Aus Österreich nix Neues, leider, aber ich bewerbe mich ungefragt immer wieder für Rollen im Nachbarland: die Dreharbeiten in und um Wien waren so herrlich, das Zusammenarbeiten mit Michael Ostrowski und seiner Filmfamilie PLUS echten Familie so verrückt und herzlich – da musste ja ein Wahnsinnsfilm draus entstehen. Gerne wieder. Sofort!
Sie wurden für die ROMY als beste Schauspielerin Film nominiert. Was bedeutet Ihnen das?
Ich freu mich wie verrückt! So seltsam ich den Wettbewerbsaspekt auch finde bei Preisen und Preisverleihungen – weil ich immer denke, dass die Muse doch kein Pferd ist, um mal Nick Cave zu zitieren – Nominierungen tun dem Ego gut und wenn kein Kalkül eines Verlages oder Senders dahintersteckt, kann man sich von Herzen freuen und einen über den Durst trinken! „Der Onkel“ hat alle Aufmerksamkeit der Welt verdient!

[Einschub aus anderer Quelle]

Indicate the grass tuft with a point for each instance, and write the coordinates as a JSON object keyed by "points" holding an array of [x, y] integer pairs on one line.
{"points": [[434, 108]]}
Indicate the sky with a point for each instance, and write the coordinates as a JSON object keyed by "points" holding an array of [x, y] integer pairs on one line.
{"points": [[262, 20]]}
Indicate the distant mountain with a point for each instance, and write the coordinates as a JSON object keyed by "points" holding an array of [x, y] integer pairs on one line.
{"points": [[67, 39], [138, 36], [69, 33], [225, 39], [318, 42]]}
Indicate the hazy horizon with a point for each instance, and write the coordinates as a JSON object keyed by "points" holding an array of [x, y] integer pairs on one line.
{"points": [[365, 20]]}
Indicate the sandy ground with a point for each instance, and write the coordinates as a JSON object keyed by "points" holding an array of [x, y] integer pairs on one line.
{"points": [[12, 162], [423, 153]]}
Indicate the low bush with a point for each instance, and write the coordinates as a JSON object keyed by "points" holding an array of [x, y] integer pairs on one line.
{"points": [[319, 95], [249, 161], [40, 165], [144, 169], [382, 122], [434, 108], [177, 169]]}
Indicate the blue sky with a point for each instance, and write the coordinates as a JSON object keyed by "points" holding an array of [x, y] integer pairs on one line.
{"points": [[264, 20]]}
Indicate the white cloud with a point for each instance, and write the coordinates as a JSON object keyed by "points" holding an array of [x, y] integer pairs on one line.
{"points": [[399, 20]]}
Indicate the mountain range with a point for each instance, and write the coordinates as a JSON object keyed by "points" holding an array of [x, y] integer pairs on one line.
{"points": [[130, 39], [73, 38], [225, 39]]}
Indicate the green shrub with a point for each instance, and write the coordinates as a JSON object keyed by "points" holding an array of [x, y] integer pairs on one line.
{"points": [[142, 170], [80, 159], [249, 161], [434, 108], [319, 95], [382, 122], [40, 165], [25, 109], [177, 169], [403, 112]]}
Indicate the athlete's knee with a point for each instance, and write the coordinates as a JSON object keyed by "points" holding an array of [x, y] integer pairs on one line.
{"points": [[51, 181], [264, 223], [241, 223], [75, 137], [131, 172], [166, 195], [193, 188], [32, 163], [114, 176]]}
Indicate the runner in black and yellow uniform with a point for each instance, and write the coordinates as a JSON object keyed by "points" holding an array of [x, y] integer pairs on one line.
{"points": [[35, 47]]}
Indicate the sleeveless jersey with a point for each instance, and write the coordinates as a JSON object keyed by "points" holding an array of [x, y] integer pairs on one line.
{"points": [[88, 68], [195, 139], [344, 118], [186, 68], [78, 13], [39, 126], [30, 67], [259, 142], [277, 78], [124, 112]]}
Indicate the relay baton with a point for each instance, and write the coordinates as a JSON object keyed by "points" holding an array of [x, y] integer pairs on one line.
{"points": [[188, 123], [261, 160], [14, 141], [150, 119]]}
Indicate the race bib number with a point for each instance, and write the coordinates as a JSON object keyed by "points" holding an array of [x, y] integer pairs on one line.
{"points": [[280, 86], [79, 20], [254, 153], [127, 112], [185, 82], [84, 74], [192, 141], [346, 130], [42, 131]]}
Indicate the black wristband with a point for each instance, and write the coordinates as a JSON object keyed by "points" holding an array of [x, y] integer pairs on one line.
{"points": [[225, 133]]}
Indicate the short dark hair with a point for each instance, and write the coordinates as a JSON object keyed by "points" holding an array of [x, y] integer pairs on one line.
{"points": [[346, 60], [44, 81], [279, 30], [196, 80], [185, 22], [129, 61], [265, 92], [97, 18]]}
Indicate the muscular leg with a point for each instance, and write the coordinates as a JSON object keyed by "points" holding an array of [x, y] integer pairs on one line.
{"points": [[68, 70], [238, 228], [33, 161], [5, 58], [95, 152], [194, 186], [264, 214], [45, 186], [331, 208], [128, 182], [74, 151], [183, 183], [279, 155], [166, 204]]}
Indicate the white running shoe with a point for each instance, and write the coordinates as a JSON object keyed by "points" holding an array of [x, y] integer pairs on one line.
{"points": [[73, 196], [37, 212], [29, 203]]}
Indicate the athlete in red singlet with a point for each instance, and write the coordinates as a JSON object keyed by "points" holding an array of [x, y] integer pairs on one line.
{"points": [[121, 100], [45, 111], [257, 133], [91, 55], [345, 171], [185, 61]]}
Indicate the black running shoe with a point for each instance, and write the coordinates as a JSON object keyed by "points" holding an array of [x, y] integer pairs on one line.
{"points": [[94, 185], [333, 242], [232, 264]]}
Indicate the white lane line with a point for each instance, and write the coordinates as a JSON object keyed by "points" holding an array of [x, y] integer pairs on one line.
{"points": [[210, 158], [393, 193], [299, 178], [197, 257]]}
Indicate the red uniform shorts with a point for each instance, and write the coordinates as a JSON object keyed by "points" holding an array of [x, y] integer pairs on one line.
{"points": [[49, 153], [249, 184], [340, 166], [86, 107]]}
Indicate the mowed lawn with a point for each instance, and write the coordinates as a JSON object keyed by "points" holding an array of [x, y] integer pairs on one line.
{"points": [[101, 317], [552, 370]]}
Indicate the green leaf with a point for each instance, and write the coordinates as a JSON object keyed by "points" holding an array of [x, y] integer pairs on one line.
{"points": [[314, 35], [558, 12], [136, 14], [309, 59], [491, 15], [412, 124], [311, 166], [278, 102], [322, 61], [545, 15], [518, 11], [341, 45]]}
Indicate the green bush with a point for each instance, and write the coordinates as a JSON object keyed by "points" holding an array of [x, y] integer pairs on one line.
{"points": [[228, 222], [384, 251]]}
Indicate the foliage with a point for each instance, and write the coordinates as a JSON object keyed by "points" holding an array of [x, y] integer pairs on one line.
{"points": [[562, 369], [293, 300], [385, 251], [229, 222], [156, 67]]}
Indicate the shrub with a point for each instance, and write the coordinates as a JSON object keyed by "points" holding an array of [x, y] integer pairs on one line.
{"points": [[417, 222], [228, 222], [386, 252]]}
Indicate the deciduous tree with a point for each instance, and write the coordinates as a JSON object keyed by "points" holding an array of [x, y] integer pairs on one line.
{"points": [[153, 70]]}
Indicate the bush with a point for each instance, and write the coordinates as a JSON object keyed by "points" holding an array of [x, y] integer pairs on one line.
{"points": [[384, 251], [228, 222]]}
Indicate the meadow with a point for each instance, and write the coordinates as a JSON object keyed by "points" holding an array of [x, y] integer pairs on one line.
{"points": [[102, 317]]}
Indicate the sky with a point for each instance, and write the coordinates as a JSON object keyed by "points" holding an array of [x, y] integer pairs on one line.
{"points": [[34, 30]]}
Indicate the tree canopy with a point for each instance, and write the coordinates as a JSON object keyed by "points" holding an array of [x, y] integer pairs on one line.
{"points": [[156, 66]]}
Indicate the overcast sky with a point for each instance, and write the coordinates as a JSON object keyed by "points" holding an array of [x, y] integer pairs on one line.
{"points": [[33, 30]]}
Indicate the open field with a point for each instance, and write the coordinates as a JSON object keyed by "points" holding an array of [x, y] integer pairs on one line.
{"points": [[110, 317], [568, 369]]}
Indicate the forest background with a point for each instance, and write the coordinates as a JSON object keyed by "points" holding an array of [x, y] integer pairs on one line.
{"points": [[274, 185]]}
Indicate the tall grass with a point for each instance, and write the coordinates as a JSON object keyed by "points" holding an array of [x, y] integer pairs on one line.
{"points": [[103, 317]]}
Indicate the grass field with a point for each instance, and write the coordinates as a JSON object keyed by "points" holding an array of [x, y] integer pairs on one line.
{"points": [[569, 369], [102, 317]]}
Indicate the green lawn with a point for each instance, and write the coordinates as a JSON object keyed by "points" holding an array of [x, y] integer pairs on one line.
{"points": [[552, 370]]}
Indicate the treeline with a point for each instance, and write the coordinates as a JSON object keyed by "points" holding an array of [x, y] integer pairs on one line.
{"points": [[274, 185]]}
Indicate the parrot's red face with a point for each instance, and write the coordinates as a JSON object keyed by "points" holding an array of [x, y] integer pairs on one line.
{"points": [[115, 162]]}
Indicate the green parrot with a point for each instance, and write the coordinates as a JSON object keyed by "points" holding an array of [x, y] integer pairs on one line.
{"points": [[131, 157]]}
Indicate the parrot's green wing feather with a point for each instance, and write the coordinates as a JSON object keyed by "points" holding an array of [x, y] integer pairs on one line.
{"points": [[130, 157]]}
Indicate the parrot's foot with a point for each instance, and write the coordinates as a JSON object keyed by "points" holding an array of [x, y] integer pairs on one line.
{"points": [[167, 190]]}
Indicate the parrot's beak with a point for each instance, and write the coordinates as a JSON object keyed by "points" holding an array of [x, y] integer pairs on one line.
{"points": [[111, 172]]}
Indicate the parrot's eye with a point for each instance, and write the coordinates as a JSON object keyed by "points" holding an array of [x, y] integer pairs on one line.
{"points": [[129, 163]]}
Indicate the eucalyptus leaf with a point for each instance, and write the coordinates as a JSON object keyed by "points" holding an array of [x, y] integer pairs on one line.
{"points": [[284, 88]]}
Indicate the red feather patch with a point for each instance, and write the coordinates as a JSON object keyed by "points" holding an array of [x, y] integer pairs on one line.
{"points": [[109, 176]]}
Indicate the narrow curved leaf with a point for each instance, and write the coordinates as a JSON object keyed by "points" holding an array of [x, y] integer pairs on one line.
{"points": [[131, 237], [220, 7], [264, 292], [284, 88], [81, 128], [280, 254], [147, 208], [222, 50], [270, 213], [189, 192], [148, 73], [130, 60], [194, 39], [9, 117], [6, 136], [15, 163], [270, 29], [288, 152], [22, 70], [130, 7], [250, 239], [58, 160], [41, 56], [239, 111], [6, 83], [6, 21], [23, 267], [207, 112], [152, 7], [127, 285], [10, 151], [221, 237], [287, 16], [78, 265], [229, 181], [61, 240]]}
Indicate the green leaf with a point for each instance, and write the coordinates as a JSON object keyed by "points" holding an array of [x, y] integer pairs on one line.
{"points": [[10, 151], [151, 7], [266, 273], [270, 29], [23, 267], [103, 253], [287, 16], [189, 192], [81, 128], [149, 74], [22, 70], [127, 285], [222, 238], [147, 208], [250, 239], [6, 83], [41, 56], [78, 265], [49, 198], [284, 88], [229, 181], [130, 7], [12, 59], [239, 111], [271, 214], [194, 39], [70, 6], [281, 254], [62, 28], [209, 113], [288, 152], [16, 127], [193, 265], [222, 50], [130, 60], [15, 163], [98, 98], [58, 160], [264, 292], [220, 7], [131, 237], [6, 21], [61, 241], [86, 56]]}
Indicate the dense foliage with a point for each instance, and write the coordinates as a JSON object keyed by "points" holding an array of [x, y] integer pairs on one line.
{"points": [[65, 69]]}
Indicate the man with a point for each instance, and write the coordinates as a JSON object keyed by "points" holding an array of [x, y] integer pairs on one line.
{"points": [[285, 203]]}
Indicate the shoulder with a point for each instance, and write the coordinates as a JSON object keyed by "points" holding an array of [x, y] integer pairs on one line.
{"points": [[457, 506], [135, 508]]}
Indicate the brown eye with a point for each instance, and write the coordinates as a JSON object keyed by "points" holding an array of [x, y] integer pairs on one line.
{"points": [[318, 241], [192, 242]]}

Preisverleihungen wie die ROMY sind auch funkelnde Glamour-Events. Wie geht es Ihnen mit solchen Veranstaltungen und werden wir Sie in Wien begrüßen können?
Wie es aussieht, werde ich zu der Zeit mitten in Dreharbeiten in NRW sein, ich bin untröstlich! Wenn es Wunder gäbe und ich doch kommen könnte, würden Sie mich an der Seite von Michael Ostrowski und seinem Co-Autor und -Regisseur Helmut Köpping finden: ihnen sollte der Abend gehören! Und ich würde währenddessen mit Michaels Frau Hilde Dalik die Nacht durchtanzen und etwas zu laut feiern: Wir haben uns seit den „Onkel“-Dreharbeiten irre gern!